Following the new Energy Performance of Buildings Directive (EPBD) many renovations of existing buildings are to be expected in the coming years. These renovations must lead to buildings that are more energy efficient than they are today. This will require the installation of Building Automation systems for commercial buildings above 290 kW installed power. Although each country needs to develop its own renovation plan to tackle the expected renovations, one thing is certain: with automation systems being introduced into the buildings more attention should be paid to fire safety. Euralarm advises to follow a holistic approach to achieve and maintain fire safety.
EU building sector
The building sector in the EU is the largest single energy consumer in Europe, absorbing 40% of final energy and about 75% of buildings are energy inefficient. This offers a huge potential for efficiency gains. By accelerating the rate of building renovation towards more energy efficient systems and by strengthening the energy performance of new buildings, a large step could be made towards a more energy efficient and greener Europe.
The Energy Performance of Buildings Directive (EPBD) provides guidelines for this. It is one of the initiatives to build a resilient Energy Union within the EU with a forward-looking climate change policy. Therefore, the EU should lead the clean energy transition cutting CO2 emissions at least 40% by 2030. The implementation of the EPBD must be completed by 2025 to contribute to this target date – including the renovation plan. The energy transition will be a driver for modernising the EU’s economy and delivering on jobs and growth for all European citizens.
Building renovations are a chance
Depending on the member state, only 0.4-1.2% of the building stock is renovated each year. These figures allow a lot of room for improvement; not only in energy efficiency but also in economic growth. Construction activities that include renovation work and retrofits add almost twice as much value as the construction of new buildings. SMEs contribute to more than 70% of the value added in the EU building sector. Building corporations as well as project developers are main drivers for renovating existing building since their economy of scale makes it financially more interesting to invest in renovations.
Higher fire loads can occur in modern(ised) buildings
Because of the 2018 edition of the Energy Performance of Buildings Directive (EPBD), Member States shall encourage the renovation of buildings and promote the energy performance of commercial buildings; new and existing. While investing more in renovations, governments and authorities as well as building owners need to pay attention to the implications on the fire safety of buildings, according to Euralarm, because renovations can introduce significant changes in fire safety requirements.
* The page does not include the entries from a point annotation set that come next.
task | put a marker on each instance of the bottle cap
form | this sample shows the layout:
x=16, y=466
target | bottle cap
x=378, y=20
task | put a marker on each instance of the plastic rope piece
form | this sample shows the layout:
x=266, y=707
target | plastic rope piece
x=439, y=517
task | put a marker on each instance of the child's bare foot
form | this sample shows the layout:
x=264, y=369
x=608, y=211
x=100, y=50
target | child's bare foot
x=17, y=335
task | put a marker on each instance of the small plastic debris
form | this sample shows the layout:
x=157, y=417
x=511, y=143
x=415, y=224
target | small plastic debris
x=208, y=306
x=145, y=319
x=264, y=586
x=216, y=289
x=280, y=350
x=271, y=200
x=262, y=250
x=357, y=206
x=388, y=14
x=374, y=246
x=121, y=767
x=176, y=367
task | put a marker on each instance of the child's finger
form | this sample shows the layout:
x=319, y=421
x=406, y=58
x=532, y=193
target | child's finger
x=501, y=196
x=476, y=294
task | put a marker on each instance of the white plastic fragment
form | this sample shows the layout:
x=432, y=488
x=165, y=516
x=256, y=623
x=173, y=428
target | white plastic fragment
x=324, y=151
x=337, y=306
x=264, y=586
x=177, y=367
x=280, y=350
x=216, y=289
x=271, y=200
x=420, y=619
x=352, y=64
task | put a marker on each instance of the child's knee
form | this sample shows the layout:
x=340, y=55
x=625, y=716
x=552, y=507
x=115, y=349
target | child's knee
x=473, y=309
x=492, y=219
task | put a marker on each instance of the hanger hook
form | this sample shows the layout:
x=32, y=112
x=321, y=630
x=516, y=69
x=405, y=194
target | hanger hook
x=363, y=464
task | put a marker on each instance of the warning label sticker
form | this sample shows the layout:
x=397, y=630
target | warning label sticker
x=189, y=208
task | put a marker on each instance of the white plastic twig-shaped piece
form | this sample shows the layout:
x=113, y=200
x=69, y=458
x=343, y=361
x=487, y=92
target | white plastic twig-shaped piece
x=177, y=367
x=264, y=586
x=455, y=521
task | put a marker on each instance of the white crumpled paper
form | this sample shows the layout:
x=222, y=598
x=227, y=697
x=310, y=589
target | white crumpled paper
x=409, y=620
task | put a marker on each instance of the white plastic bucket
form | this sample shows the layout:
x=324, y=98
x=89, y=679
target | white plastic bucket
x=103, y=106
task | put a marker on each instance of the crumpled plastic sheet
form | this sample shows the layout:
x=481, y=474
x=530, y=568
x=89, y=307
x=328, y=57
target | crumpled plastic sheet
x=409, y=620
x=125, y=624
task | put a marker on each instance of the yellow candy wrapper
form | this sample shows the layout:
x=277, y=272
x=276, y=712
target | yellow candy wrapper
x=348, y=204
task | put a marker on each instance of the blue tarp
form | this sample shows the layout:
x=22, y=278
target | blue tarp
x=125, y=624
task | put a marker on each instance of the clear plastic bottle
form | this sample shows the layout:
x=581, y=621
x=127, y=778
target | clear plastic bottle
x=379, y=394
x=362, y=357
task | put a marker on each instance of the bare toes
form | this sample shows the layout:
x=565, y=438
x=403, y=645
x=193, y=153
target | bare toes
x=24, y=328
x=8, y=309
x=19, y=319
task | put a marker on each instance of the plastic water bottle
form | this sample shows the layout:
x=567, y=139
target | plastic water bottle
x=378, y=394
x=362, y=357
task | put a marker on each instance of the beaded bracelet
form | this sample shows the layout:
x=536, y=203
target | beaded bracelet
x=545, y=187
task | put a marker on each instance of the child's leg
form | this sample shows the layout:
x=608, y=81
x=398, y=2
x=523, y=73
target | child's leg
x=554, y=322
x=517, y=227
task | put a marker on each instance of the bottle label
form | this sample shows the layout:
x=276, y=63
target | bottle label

With the growing number of electronic and electrical devices in buildings, (e.g. energy storage as part of the energy efficiency measures), the increase of fire loads of buildings will continue and must be considered in the overall fire safety concept and infrastructure. According to Euralarm, regular fire safety reviews by certified professionals are today even more crucial and should be sufficiently prioritised by private and public building owners and operators.
Include safety and security in renovation plans
This should be part of a holistic approach towards achieving and maintaining fire safety in both renovated and new buildings.
First of all, the building structure and its contents must be considered as to how they contribute to the overall fire load as well as how they can hinder and restrain a fire event. Considering the building and its contents as a system allows authorities, fire safety engineers and building owners to oversee the impact of changes on the fire safety. It would then also enable the responsible persons, i.e. authorities or building owners, to optimise or fully maximise the use of technical means to provide early detection and evacuation of the building. The early detection and warning could be coupled with systems for extinguishing fires, managing smoke and heat as well as guidance systems to bring occupants into safety.
An organisational plan should be made with an overall view on the building including infrastructure, its intended use and occupancy, and systems in place for detection and management of fires. This plan should identify what is to be done in the event of a fire and who is responsible to initiate and execute which measures.
The introduction of a holistic approach towards fire safety requires qualified people and companies who can define the fire safety concept. The required level of qualification not only counts for the definition phase but also for the design, installation, commission and maintenance phase. Following this approach should lead to systems that are in line with the EN 16763 Services Standard for Fire Safety Systems and Security Systems.